Donald Philips Dennis will be remembered for generating foreign policy discussions far and wide, from the Rye library up to the global scale. He died last month at 96. He lived in Rye from 1947 to 2004 and in White Plains until August of last year. Following is an obituary provided by his family.
Donald Philips Dennis, retired Vice President of the Foreign Policy Association, died on Dec. 20 in New York City. He served the Association for 33 years from 1953 to 1986 and wrote a history of the organization after retirement. He was 96.

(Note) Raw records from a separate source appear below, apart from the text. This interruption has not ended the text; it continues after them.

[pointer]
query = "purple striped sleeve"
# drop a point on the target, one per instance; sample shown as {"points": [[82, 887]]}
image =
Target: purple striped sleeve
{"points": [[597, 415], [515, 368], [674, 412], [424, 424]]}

Born in Kenton, Ohio, on Nov. 3, 1916, Mr. Dennis graduated from Wittenberg University and went on to earn a master’s degree in journalism at the University of Minnesota just as World War II began. He served in the South Pacific as a naval communications officer and returned from the war dedicated to the cause of international understanding and cooperation.
In the period 1946-1952, he was executive director of Federal Union, Inc. and the Atlantic Union Committee which advocated a federal union of the democracies and was influential in the creation of NATO. In 1959 he was a member of the United States delegation to the Atlantic Congress in London, and in 1979 was a secretary of a delegation to the Chinese Peoples’ Institute of Foreign Affairs in Beijing.
In the 1960s Mr. Dennis served as board secretary and director of the Association to Unite the Democracies and he served on the executive committee and as its president, 2002-2006. From 1961 until recently, he served on the executive committee of the Association of International Relations Clubs for college students and on the international relations committee of the national Council for Christian Social Action.
Mr. Dennis was dedicated to making democracy work and never lost his idealism. He believed citizens should inform themselves, articulate their opinions and express them to policymakers in the government. He was president of the Rye (New York) Forum and for ten years in the 1970s led a discussion series, “Great Decisions,” on foreign policy at the Rye Library.
An elder in the Rye Presbyterian Church, he moderated a standing-room-only series there on the Vietnam War and also organized many “Five O’Clock Forums.” In Westchester County, he became vice chair of the Nuclear Freeze Movement in the 1980s, secretary of Habitat for Humanity and in the 1990’s was a member of the Rye City Democratic Committee. A frequent writer of “letters to the editor,” he regularly informed policymakers in Washington, Albany and Rye of his views.
In 1998, he received the Human Rights Award presented by the City of Rye Commission on Human Rights. In 2000 he received the Westchester County 2000 Senior Citizen Hall of Fame Special Recognition Award.
Mr. Dennis was preceded in death by his wives Helen Hogue Dennis and Joan Drew Ritchings Dennis.
He is survived by his wife, Ann S. Kliman of White Plains, NY and his four daughters, Donna F. Dennis of New York City, Nancy Petiya of Denver, Katherine Nickels of Camden, Maine and Anne Toccafondi of Florence, Italy.